I find a pizza place with a menu for Fat sandwiches. These were invented in New Brunswick, NJ for stoned Rutgers kids. They are rolls of bread crammed with eggs, mozzarella sticks, honey mustard, cheese steak, jalapeno peppers, anything you would eat half-time at a football game. This means that there is a college somewhere. The pizza is surprisingly good. I pass no one as I walk back to the venue.
We load out the equipment. I’m trying to make myself seem as useful as possible. There is no merchandise, the biggest mistake a touring band can make. They have sold-out of CDs too, but none of them are bummed about not having more. Their debut album, a 10 track record called Velvet Raccoon, was released earlier this year. None of them are particularly happy with it. It gave an edge to their sound that separated them from their genre, which they now call “dirty folk”, but it’s not a representation of their sound. And they can’t afford to press more anyway.

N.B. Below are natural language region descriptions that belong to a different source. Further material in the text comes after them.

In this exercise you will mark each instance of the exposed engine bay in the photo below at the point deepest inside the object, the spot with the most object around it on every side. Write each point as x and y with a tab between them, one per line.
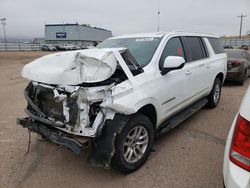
80	109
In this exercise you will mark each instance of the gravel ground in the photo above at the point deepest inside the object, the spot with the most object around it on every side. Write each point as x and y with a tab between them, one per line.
191	155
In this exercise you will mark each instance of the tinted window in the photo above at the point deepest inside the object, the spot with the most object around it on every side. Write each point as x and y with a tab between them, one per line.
142	49
216	45
195	48
172	48
238	54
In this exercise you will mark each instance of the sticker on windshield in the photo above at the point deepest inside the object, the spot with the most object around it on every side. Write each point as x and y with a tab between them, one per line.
144	39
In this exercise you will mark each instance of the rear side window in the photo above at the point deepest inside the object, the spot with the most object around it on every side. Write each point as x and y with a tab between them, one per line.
216	45
195	48
173	48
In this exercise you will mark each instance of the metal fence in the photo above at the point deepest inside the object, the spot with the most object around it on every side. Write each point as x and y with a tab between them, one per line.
236	42
19	47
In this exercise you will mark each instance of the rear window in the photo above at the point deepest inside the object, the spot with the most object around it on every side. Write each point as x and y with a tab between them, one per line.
238	54
216	45
195	48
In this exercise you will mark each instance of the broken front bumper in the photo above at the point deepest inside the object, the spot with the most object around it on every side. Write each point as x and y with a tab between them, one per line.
56	136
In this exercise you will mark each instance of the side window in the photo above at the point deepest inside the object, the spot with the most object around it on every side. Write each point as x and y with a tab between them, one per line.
195	48
216	45
173	48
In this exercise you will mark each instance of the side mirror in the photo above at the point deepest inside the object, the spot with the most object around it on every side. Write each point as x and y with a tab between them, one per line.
172	63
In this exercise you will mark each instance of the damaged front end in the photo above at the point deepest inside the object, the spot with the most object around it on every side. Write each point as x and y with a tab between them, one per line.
73	109
77	111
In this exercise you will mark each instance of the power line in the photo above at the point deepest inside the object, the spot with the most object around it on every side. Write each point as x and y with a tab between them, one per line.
241	22
158	16
3	22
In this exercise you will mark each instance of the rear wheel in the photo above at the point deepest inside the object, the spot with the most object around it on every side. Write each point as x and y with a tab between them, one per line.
214	96
241	82
133	145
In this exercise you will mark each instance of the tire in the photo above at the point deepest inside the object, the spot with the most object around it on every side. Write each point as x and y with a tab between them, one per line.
214	96
128	144
241	82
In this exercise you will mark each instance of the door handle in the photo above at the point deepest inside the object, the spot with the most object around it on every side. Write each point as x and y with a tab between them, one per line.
188	72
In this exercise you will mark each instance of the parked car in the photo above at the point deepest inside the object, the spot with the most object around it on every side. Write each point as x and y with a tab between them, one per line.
244	47
238	65
236	168
48	47
59	47
121	95
228	47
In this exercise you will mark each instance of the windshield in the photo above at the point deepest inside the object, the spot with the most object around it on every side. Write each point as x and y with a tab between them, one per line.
142	49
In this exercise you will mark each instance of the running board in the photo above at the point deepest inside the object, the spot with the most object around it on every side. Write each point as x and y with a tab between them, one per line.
180	117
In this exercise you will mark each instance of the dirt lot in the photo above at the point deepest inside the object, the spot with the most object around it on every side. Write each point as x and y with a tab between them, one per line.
189	156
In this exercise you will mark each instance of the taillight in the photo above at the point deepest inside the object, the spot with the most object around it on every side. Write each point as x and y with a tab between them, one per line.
235	63
240	146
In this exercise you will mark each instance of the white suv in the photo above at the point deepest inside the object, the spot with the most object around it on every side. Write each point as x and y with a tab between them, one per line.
119	96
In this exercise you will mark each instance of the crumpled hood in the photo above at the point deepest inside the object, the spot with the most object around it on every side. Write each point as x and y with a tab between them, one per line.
72	68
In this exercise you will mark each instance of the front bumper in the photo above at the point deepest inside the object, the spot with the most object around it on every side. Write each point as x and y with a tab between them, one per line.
56	136
233	175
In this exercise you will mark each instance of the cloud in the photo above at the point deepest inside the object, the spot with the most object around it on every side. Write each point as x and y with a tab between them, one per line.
26	18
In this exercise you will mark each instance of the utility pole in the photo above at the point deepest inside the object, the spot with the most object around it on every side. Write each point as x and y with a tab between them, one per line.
158	16
3	22
241	22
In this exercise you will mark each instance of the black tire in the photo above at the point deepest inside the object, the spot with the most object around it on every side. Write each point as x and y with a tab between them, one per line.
118	161
216	90
241	82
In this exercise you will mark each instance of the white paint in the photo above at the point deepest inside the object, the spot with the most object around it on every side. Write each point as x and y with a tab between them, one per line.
185	86
72	68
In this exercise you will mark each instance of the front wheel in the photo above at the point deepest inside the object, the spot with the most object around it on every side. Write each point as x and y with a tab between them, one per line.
133	145
214	96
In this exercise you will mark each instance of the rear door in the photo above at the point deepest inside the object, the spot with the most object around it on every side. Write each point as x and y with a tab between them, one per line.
197	66
175	85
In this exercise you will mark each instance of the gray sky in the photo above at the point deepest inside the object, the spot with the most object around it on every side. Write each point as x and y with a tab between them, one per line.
26	18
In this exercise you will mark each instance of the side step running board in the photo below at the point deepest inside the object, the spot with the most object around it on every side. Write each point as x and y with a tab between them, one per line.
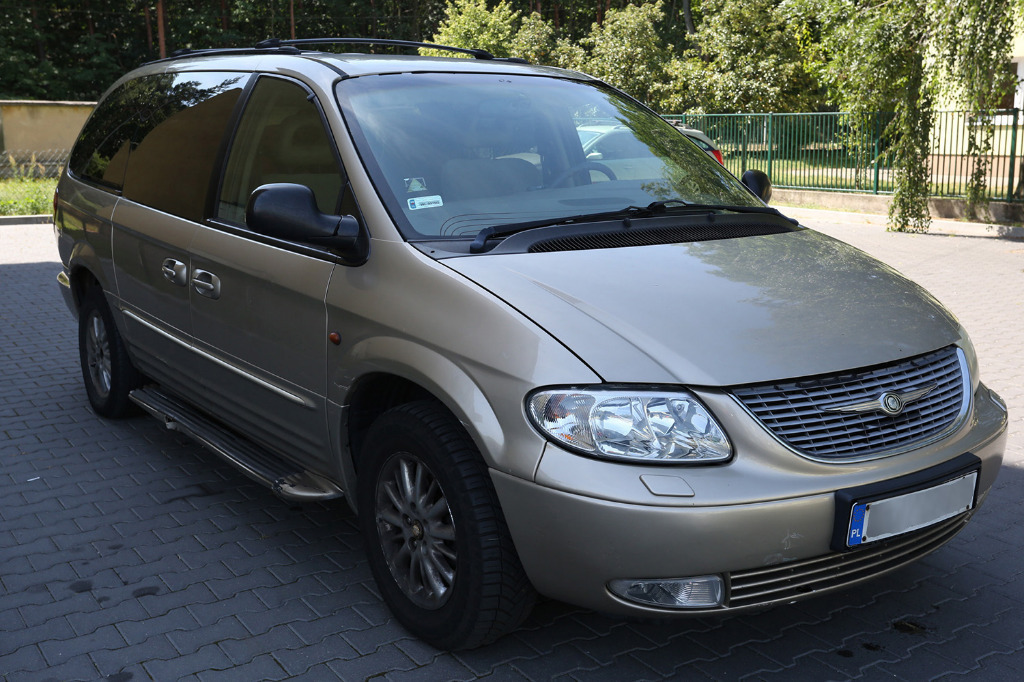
259	464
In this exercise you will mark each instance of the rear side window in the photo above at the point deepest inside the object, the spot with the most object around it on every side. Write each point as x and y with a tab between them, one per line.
100	154
281	138
177	136
157	137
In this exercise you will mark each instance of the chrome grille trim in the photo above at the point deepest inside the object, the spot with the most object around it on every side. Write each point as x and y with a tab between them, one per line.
797	580
794	412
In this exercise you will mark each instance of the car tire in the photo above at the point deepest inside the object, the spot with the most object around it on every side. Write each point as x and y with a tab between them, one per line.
107	370
436	540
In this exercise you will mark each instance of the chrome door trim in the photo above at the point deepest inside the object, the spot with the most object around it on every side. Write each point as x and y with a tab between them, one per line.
213	358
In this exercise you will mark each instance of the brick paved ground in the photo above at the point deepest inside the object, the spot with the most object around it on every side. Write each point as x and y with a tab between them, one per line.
128	553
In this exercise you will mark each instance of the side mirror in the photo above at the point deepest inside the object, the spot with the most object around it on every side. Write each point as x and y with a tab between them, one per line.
289	211
758	183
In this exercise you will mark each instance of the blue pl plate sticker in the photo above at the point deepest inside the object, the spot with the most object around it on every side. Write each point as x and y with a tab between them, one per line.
857	519
425	202
879	519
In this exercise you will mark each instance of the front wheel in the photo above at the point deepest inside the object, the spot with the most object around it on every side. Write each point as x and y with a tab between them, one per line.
435	537
107	370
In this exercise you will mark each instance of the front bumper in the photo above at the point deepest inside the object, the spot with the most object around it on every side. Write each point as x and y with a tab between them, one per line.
572	544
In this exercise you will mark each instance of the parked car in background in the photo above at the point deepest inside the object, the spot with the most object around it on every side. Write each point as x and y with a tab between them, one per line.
536	352
699	139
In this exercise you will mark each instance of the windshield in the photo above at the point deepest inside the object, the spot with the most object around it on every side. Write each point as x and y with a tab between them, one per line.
454	154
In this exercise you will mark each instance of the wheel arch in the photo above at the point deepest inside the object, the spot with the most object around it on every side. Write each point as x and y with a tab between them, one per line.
400	372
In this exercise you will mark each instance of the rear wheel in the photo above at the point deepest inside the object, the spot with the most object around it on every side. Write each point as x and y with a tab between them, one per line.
435	537
107	370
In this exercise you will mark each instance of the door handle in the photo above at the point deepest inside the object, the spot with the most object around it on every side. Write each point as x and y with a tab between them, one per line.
206	284
174	271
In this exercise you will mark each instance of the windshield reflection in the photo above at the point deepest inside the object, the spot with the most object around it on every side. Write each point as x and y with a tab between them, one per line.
452	154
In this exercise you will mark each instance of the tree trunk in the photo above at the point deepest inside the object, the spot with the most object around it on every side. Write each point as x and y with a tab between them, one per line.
161	37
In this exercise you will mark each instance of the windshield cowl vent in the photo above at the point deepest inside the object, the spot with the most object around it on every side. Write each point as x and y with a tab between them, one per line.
651	237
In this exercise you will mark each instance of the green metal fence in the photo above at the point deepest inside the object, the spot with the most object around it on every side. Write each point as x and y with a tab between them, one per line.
841	152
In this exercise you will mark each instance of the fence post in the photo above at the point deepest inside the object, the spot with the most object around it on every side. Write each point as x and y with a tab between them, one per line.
876	150
742	148
1013	154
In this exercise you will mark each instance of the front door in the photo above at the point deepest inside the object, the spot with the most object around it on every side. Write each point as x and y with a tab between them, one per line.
257	303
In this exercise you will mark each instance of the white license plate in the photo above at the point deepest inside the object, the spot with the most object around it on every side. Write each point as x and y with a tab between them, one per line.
870	521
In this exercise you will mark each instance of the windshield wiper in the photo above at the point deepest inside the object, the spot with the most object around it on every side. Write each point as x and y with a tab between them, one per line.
663	207
652	209
494	231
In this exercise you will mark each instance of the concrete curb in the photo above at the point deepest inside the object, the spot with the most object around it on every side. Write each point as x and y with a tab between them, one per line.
25	219
938	226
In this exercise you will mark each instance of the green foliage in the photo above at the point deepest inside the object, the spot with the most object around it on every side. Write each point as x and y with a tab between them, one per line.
27	196
744	57
897	55
967	71
471	24
502	31
625	51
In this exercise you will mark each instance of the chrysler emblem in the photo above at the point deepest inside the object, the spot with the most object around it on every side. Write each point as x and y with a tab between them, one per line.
890	402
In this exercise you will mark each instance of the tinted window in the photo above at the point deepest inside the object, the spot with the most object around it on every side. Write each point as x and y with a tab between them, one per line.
178	132
165	130
281	138
100	153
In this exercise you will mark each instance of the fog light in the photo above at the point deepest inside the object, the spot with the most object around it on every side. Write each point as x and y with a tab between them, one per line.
699	592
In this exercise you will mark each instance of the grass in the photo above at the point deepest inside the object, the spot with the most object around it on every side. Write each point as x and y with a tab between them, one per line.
27	196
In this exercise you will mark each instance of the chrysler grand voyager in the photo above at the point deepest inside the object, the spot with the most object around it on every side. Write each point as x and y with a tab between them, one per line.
617	379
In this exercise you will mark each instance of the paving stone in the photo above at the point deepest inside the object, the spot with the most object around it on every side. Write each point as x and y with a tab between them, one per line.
209	657
297	659
133	531
374	664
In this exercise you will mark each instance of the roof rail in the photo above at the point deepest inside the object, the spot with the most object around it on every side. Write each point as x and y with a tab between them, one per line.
476	53
187	51
292	47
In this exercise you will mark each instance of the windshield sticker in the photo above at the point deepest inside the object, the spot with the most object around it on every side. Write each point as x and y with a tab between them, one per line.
415	184
425	202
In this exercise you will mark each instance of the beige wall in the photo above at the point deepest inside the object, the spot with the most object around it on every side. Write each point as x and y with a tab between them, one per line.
35	126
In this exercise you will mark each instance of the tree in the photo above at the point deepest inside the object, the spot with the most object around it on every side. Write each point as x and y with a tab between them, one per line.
896	55
743	56
625	51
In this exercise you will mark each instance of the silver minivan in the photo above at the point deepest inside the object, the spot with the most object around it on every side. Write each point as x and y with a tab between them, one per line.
613	377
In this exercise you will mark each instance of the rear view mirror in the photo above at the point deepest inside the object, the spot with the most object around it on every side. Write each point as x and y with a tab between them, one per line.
758	183
289	211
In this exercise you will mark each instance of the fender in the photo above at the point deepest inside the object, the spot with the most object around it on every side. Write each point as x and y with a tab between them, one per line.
458	386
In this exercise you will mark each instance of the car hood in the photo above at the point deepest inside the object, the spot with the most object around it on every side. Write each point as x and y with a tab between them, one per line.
720	312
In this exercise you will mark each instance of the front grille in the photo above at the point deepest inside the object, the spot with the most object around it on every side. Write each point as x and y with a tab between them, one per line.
801	579
796	412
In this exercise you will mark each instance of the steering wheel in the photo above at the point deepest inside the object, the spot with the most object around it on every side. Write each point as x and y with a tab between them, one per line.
585	165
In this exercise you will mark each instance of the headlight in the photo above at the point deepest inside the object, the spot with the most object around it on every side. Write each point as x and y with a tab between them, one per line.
649	426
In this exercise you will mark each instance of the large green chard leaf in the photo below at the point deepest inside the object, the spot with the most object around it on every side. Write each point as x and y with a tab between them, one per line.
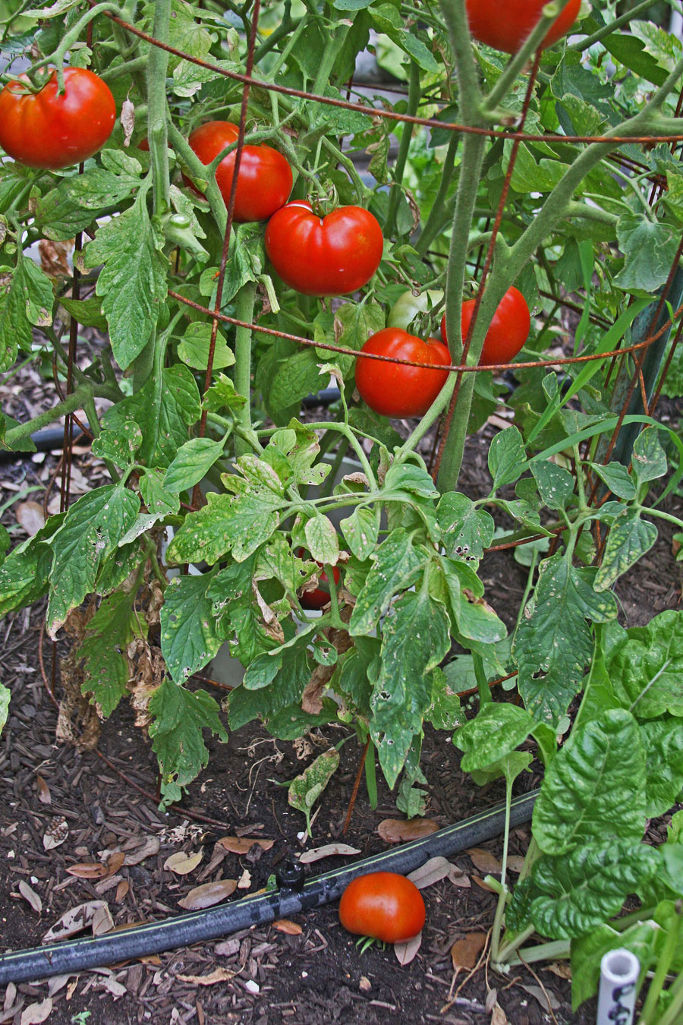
646	670
573	893
594	787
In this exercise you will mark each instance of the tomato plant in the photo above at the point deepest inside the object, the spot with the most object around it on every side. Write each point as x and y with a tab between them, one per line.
507	332
395	390
265	177
317	598
50	129
384	905
506	28
330	255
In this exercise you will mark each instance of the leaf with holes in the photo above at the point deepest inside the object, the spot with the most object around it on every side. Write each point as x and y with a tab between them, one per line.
554	643
189	628
90	532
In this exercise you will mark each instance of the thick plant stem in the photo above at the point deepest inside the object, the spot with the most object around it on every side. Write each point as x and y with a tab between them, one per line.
157	69
245	302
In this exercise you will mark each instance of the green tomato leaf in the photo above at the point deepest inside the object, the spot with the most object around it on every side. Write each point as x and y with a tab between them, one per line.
496	731
466	531
90	532
554	642
26	301
189	634
414	639
629	538
107	636
507	457
178	719
191	463
132	281
396	566
305	789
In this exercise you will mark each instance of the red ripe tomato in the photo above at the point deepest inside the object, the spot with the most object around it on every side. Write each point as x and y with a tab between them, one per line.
316	598
265	179
45	129
384	905
394	390
331	255
507	26
508	331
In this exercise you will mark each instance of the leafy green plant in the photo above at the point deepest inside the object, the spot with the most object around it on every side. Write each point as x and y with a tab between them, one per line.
224	504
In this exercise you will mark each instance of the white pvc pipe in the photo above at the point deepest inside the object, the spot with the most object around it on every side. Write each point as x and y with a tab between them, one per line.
618	975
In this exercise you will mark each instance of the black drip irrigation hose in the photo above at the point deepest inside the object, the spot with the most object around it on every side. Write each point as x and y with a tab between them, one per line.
293	896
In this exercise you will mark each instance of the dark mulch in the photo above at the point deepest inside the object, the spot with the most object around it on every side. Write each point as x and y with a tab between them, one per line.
268	976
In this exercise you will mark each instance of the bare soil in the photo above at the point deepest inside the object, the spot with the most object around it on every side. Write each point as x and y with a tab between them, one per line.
313	972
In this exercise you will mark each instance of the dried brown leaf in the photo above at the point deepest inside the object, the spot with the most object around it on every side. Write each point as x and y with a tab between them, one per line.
183	863
285	926
465	952
326	852
44	795
36	1013
242	845
208	894
93	914
217	975
149	848
121	891
398	830
30	895
55	833
87	870
406	951
436	869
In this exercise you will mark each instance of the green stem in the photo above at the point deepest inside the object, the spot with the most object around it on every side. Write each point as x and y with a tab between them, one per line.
660	972
509	949
245	303
129	68
434	224
503	895
518	62
157	70
404	149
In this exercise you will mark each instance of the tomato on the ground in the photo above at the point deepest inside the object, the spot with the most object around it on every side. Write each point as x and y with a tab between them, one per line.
508	331
49	129
330	255
265	177
384	905
396	390
505	27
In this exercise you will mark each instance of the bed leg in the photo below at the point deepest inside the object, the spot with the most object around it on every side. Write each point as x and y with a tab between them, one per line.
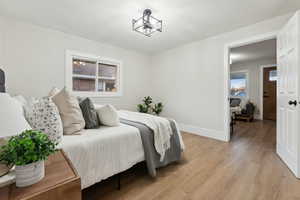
119	181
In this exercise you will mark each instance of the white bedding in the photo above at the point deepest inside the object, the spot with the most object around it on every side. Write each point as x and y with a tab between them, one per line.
100	153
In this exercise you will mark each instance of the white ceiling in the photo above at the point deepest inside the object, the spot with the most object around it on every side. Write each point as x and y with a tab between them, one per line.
110	20
255	51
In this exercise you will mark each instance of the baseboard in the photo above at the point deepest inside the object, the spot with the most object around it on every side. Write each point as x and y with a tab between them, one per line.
214	134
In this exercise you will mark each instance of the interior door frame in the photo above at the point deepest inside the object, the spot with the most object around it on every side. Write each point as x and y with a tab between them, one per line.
227	47
261	88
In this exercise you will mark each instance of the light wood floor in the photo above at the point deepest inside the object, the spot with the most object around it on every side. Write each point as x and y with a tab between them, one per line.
246	168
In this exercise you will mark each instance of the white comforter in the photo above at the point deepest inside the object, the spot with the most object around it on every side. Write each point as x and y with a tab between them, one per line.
100	153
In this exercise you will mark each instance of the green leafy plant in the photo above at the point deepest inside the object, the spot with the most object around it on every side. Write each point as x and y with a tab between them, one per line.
148	107
28	147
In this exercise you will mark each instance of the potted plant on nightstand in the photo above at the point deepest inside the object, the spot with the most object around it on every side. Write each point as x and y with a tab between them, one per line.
27	152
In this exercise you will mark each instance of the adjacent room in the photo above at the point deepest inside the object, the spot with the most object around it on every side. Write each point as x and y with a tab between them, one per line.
253	83
149	100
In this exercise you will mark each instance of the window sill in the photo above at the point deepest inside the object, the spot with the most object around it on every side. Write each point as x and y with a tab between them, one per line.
97	94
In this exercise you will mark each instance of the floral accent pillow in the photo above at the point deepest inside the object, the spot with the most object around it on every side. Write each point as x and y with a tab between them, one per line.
43	115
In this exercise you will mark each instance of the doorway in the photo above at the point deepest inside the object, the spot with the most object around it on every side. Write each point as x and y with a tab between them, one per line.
287	128
252	81
269	96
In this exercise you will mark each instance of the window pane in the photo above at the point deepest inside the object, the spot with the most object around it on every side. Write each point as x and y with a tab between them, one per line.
107	85
238	83
109	71
273	75
83	84
84	67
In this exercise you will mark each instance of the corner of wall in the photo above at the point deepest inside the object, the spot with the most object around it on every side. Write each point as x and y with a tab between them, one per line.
209	133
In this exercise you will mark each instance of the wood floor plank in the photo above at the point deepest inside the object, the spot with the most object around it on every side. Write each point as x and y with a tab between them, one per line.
247	168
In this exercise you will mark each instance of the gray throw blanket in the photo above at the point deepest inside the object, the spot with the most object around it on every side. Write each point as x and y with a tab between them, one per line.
151	156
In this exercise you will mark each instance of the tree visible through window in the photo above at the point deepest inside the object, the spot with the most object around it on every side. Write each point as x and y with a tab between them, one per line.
238	84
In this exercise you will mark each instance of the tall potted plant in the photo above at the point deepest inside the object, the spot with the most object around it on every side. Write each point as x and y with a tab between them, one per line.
27	151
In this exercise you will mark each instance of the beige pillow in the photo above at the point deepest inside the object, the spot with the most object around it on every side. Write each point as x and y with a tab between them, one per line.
69	111
54	91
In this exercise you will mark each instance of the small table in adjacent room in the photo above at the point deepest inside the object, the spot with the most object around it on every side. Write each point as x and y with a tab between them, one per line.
61	182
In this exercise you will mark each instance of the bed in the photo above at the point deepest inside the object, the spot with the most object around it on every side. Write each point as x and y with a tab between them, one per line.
101	153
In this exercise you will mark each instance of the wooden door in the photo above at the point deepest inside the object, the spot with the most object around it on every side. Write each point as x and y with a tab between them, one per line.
270	94
288	46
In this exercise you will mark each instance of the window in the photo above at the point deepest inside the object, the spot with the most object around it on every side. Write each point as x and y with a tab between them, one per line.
238	84
90	75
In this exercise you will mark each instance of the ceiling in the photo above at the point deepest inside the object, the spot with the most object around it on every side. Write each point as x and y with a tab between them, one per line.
110	20
261	50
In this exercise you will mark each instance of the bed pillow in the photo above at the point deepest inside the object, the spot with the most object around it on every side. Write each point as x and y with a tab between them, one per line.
70	112
108	115
54	91
12	117
43	115
89	113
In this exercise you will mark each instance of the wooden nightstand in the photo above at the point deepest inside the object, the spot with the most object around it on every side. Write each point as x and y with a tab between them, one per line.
61	182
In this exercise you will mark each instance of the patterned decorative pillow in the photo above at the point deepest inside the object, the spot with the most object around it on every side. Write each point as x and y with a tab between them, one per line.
89	113
43	115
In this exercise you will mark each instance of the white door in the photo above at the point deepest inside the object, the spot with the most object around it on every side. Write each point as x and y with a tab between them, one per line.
288	46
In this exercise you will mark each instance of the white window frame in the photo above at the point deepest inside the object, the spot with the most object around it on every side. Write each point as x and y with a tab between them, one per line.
246	72
70	54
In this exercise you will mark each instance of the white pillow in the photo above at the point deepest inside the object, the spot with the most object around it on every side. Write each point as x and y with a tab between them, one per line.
43	115
108	115
12	119
70	112
54	91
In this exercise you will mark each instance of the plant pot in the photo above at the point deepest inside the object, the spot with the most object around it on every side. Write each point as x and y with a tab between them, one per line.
29	174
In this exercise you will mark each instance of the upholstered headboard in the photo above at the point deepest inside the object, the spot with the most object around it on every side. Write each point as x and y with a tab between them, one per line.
2	81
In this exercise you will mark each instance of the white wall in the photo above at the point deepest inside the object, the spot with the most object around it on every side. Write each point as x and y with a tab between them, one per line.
254	76
1	43
35	62
190	79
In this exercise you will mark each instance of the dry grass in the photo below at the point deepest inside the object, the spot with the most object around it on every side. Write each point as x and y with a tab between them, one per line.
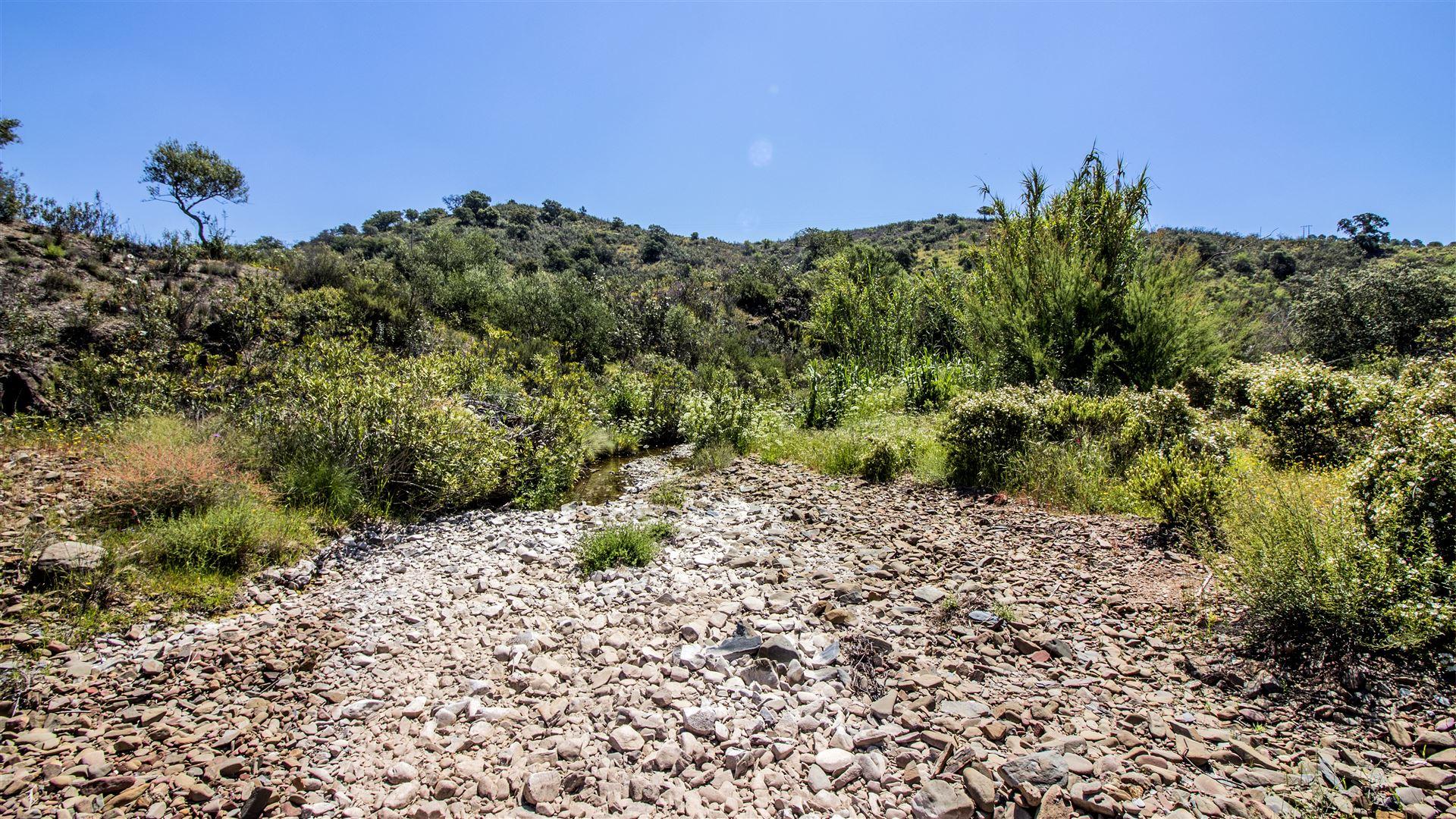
161	468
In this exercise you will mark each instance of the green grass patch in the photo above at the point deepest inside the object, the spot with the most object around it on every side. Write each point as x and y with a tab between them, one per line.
877	447
712	457
632	544
667	493
1302	561
229	538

Special rules exist in towns that have been broken by neglect and poverty. The only law is: don’t bother your neighbors. A few entrepreneur kids got together and built a venue/art collective called Gone Studios. There are no liquor rules. No smoking laws. No occupancy problems. A decent amount of kids are here. One especially beautiful girl with red hair is smiling at us. We are all gunning for her until we find out she is dating the owner.
Gone Studios looks like a massive backyard shed. There are people making jewellery. Paintings hang on the walls that are worthy of New York galleries. The vibe is excellent. A perfect sanctuary for the artists of this hill city who would’ve been aimless without it. The set begins with technical problems. The crowd seems a little bored. I run across the street and buy a six-pack of Pabst for the band.
When I get back they play their single “Dead All The Time”. A song about a brother going to war. Lines like, “it was Sunday school that taught us, that pride would be our death”, grab the crowds attention. This is a common story for these parts. And when the foot-stomping a cappella breakdown comes on the entire crowd is singing, “We’re not dead all the time!”. A saxophone hook rings out the final song and the crowd is dancing. The first show of tour has been a success.
We load out and drink more. Sam finds a couple outside smoking a bowl. The girl is very pregnant. She convinces us that smoking while pregnant is healthy. Thom says it must be healthier than eating meat. Someone who owns a food collective offers him a job on his farm next Spring. He and Thom exchange numbers. We’re offered couches and beds at the venue. We’re offered showers and beds by others. A girl and her mother, I think, are trying to get me home with them for other matters, but I’m wasted and Pat says, “I’ve made a lot of mistakes drinking, but this would be the worse than all of them”, so, I don’t go home with them.
We pull out of Staunton around midnight. I’m stuck in the follow car for the drive to Knoxville. The two most marginally sober people have taken the driving shifts. It’s a six hour shot straddling the border of four states, I don’t think we’ll make it alive but I’m too drunk to care. The next show is 9am at the Blue Plate Special in Knoxville, TN. Morale is still at an all time high, but not for long.
This is the last time any of us will sleep for almost five days.